箱根駅伝で明治大は「この20年間のなかでも仕上がりがいい」山本豪・新監督が明かした指導法「要求するばかりはフェアじゃない」 (3ページ目)

  • 和田悟志●取材・文 text by Wada Satoshi
  • photo by Wada Satoshi

【一人ひとりの適材適所を見極める】

ーー今回は、800mの中学記録保持者でもある馬場選手が16人に入ったのが驚きました。山本豪監督がもともと指導されていた選手ですが、下級生の頃から箱根を見据えていたのでしょうか?

 5000mもほとんど走ったことがない状況だったので未知数だったんですが、彼は取り組む姿勢がすばらしく、地道な努力ができる選手なので、チャンスはあるんじゃないかと思っていました。3年生の11月ぐらいに最後は箱根にトライしてみるのもいいんじゃないかって話をしました。彼のほうも「挑戦をしていいんですか?」みたいな反応で「やります」と。

 本格的に長距離に転向したのは今夏から。11月の世田谷(246)ハーフ(マラソン)はおっかなびっくりでしたが、その後の選抜合宿なんかはしっかり走っていました。(エントリーメンバーの)16人の16番目ではない。練習の出来は12番目ぐらいですから、文句なしの16人のメンバー入りですよ。

ーーOBの河村選手も最後の年は10区を走りました。

 河村ほどの持久力はないので、現状では出番があるとすれば6区ですね。

ーー6区には、前回好走した堀颯介選手(2年)がいます。今季は走力もアップしたので、平地区間に回すのでしょうか?

 いや。堀は下る気満々ですよ(笑)。ただ、何かあった時には、堀は平地も走れますから。

ーー今季は、前回アキレス腱のケガで欠場した児玉真輝選手(4年)も復帰しました。前回7区区間賞の杉彩文海選手(4年)もおり、下級生も力があります。現状でエースと呼べる選手は?

 突出したエースはいませんが、吉川響(2年)と児玉、杉、森下翔太(2年)あたりが同じような力ですね。彼らは、今、ほぼ完璧に練習ができています。その下に、1年生の綾一輝、大湊柊翔が続いています。

ーー昨年度までもエース候補が複数名おり、山本佑樹・前駅伝監督も2区の起用に頭を悩ませていたように見えました。

 走り方によってコースに合う、合わないもありますし、選手もコースの好き嫌いがある。エースだから2区を走るというわけじゃなくて、適材適所に応じて配置したいと思います。

 たとえば、杉だったら下り基調が得意ですし、彼の走りは上に跳ばないから向かい風の影響も大きく受けません。逆に、森下はアップダウンがあるほうがいいと言っています。そういった点を考慮したい。
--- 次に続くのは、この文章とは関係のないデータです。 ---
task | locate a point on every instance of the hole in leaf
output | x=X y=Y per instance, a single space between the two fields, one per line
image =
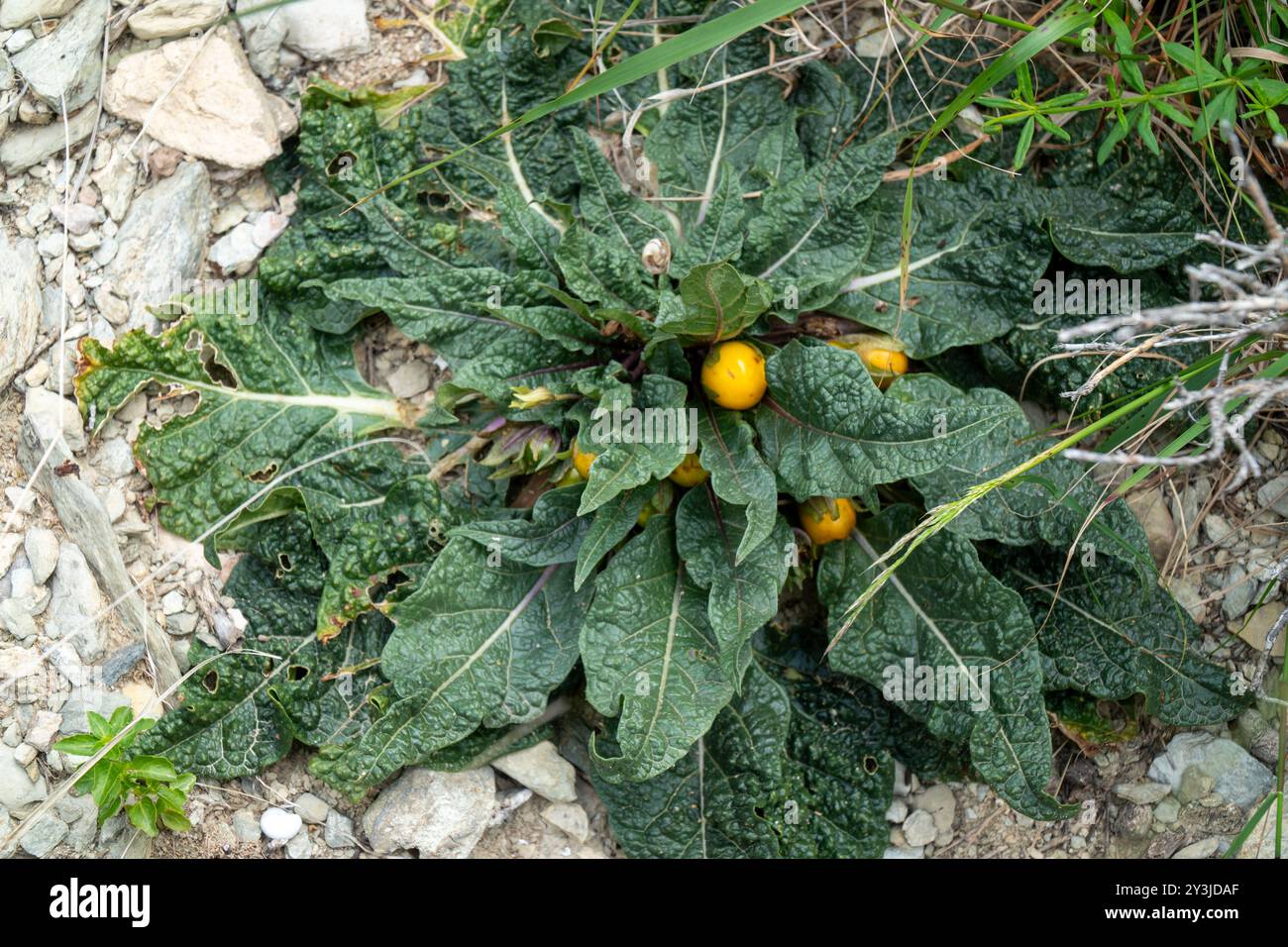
x=219 y=372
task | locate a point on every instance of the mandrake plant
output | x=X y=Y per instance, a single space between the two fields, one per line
x=686 y=416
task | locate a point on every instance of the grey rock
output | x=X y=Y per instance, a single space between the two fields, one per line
x=299 y=847
x=940 y=802
x=43 y=729
x=542 y=771
x=73 y=808
x=1274 y=495
x=1196 y=785
x=84 y=517
x=1237 y=777
x=1142 y=792
x=201 y=97
x=20 y=289
x=338 y=831
x=44 y=836
x=16 y=618
x=120 y=661
x=408 y=379
x=312 y=809
x=1167 y=810
x=81 y=834
x=64 y=67
x=246 y=825
x=918 y=828
x=76 y=603
x=132 y=845
x=85 y=698
x=161 y=240
x=25 y=146
x=17 y=789
x=438 y=814
x=1261 y=840
x=14 y=13
x=42 y=548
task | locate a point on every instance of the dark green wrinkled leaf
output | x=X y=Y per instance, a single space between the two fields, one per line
x=738 y=474
x=828 y=431
x=719 y=303
x=807 y=237
x=610 y=523
x=647 y=445
x=742 y=595
x=943 y=612
x=553 y=535
x=975 y=257
x=1106 y=631
x=1052 y=505
x=651 y=656
x=476 y=644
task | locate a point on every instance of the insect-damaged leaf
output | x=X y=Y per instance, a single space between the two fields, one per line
x=244 y=711
x=270 y=394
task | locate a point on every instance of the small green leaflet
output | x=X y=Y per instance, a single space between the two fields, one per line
x=719 y=303
x=651 y=656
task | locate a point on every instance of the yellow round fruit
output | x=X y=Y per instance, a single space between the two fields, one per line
x=690 y=474
x=733 y=375
x=880 y=354
x=827 y=522
x=583 y=460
ーー1年生はふたりともすでにハーフで1時間2分台をマークしています。即戦力になりそうです。

 大湊と綾はいつも一緒に練習をしていて、ライバル意識も強い。本人たちも「あいつがこれだけいけるなら、自分も」という意識のようです。彼らは練習どおりの結果を出してくれるので、僕のなかでも安心して送り出せる選手です。大湊は往路の大事なところでしっかりと走ってもらいます。綾は故障上がりなので、使うとしたら復路になりますね。